1. The authorization and authentication module, which ensures secure user access to the system, access management and protection of personal data; 2. Data collection module: responsible for obtaining information from scientometric databases (for example, Scopus, Crossref, NRAT) and the profile of a scientist; 3. Data processing and analysis module: cleans, normalizes and pre-processes collected data for preparation for further analysis; 4. Filtering module: implements a mathematical filtering model using machine learning algorithms and criteria defined on the basis of the scientist's profile; 5. Reporting module: provides an opportunity to generate a general report on the scientific activity of the university, faculty or department; 6. User interface: provides user interaction with the system, providing the ability to perform CRUD operations with the main entities (for example, publications, dissertations, grants, projects, scientific activities).
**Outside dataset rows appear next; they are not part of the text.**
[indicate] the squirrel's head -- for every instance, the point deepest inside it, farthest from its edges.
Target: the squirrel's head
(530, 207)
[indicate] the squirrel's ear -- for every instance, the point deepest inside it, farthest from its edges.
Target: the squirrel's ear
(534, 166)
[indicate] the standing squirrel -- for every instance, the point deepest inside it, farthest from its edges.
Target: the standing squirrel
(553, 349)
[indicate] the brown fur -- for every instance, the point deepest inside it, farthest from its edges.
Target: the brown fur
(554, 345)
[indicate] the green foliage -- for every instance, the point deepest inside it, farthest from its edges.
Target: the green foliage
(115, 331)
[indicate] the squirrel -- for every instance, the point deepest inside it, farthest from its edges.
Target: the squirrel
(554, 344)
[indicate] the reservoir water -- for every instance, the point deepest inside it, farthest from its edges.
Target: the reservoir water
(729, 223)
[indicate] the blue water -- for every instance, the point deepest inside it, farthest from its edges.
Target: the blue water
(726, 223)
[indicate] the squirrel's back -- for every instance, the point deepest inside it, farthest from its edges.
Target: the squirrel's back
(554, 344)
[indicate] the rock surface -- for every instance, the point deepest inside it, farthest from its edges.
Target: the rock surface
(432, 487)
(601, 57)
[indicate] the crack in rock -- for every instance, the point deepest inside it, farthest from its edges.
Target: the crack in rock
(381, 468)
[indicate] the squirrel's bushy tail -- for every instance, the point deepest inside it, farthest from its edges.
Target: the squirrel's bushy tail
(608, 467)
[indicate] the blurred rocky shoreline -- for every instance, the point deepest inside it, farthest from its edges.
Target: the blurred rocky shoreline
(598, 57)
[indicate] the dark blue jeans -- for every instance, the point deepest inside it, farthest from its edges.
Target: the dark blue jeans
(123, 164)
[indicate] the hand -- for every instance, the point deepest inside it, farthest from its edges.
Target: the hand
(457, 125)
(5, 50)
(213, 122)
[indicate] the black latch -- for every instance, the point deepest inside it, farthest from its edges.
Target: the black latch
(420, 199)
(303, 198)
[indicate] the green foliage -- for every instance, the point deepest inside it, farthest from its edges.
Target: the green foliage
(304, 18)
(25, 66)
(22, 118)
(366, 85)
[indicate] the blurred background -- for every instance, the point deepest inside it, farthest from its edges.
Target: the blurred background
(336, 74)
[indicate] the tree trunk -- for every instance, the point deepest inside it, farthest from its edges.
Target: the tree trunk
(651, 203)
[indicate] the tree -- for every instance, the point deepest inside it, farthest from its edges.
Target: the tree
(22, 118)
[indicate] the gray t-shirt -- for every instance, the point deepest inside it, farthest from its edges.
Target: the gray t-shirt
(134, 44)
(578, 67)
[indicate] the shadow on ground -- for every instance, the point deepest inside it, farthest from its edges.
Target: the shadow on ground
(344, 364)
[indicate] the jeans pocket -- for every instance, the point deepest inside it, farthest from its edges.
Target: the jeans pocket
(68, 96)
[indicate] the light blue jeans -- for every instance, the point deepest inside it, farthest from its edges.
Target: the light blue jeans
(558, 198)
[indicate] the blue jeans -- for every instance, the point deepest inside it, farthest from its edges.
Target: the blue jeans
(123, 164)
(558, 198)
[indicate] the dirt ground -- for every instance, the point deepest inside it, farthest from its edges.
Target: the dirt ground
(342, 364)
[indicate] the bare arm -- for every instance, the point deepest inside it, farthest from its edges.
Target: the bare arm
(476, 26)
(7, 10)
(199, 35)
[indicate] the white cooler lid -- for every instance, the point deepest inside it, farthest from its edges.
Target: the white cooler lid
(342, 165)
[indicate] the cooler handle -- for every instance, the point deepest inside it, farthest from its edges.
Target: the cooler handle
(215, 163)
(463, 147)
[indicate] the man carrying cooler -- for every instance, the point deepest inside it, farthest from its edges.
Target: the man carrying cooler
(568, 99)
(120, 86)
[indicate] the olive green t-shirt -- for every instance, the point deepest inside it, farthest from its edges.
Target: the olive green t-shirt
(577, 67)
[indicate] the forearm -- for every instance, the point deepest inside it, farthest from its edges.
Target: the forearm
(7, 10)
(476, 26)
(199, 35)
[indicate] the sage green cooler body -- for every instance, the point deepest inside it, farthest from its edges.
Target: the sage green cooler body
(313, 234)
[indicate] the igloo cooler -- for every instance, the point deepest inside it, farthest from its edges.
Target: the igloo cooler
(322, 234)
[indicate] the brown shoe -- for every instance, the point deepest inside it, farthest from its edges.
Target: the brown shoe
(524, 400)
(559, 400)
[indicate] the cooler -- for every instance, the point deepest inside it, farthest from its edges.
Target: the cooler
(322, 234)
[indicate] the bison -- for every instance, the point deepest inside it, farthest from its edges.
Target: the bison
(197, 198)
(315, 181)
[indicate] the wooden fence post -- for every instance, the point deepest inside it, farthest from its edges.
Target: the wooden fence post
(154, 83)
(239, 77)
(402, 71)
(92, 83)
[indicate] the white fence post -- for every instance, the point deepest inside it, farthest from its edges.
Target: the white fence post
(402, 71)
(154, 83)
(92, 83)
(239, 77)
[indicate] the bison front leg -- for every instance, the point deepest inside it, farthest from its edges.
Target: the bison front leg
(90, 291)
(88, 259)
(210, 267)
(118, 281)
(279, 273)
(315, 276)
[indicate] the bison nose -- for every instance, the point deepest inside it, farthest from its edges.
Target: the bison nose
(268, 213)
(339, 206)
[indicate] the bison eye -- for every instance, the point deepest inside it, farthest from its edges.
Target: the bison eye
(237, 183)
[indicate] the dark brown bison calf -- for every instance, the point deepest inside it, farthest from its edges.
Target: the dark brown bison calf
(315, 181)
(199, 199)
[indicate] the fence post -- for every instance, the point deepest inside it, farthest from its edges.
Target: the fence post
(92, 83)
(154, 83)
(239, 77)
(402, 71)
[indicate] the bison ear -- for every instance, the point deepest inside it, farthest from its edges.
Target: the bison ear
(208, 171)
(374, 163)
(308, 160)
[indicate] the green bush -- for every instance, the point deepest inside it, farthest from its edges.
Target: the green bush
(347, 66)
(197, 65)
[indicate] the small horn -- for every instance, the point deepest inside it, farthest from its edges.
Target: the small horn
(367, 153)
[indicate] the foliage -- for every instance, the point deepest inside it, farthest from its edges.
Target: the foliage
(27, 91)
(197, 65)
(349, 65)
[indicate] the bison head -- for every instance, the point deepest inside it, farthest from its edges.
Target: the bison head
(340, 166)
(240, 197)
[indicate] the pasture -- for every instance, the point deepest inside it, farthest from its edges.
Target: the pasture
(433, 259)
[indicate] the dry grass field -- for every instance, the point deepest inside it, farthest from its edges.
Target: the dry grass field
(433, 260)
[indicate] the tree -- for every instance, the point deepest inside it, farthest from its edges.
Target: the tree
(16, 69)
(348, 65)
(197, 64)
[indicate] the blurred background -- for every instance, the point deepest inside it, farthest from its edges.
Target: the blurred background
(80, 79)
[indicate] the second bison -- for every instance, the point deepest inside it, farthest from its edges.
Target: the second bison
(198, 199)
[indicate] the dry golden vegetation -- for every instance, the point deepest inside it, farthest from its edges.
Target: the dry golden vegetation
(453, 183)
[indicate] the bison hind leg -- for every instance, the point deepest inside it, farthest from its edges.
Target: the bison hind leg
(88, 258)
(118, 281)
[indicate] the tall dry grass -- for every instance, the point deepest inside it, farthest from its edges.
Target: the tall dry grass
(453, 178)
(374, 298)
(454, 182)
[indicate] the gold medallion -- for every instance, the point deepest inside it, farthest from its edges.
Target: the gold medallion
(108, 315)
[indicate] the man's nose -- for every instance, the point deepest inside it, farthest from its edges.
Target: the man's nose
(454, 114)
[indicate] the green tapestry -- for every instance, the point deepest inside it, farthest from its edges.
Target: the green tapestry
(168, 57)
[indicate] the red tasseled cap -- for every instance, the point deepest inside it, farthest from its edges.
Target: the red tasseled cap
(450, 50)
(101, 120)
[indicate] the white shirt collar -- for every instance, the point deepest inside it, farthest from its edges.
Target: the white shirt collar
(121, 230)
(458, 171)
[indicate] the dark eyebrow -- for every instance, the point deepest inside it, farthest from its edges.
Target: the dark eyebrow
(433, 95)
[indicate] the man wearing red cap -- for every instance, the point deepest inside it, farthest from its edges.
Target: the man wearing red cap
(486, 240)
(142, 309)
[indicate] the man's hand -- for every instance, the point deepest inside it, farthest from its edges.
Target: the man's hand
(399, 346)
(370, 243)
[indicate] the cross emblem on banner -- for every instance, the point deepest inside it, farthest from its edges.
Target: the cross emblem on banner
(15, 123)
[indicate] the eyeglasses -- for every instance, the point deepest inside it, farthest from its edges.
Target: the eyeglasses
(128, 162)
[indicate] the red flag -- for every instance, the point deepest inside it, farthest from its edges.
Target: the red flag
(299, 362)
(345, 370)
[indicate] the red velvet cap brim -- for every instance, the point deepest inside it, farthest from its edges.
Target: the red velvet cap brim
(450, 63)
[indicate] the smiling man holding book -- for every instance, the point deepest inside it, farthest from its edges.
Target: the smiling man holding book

The system architecture was implemented using advanced technologies that ensure reliability, performance and flexibility. The core technology stack is based on JavaScript as both client-side and server-side programming languages, which helps ensure codebase consistency and eases application development. The server part was developed using Node.js, which allows you to create high-performance and scalable server applications with high request processing capabilities even in real time.

To optimize the interaction between the client and the server, GraphQL is used, which gives the client the opportunity to get only the data that is needed, which reduces the load on the network and server resources. Which, in turn, will improve system performance from the point of view of building complex queries.

The MongoDB database acts as a storage, which provides speed and flexibility when working with large volumes of unstructured data. It also provides efficient work with various data types used in describing the structure for data from various scientometric information systems, and provides easy scalability of the database in accordance with the load and needs.

In addition, the Ollama platform is integrated into the system, which provides a mechanism for working with various models of machine learning and artificial intelligence. Thanks to such capabilities, the system can more accurately determine the relevance of publications based on the profile of a scientist, calculating complex relationships between data.

The system interface is developed based on the principles of building intuitiveness and ease of use, which provides convenient user access to the main functionality without the need for additional training of personnel.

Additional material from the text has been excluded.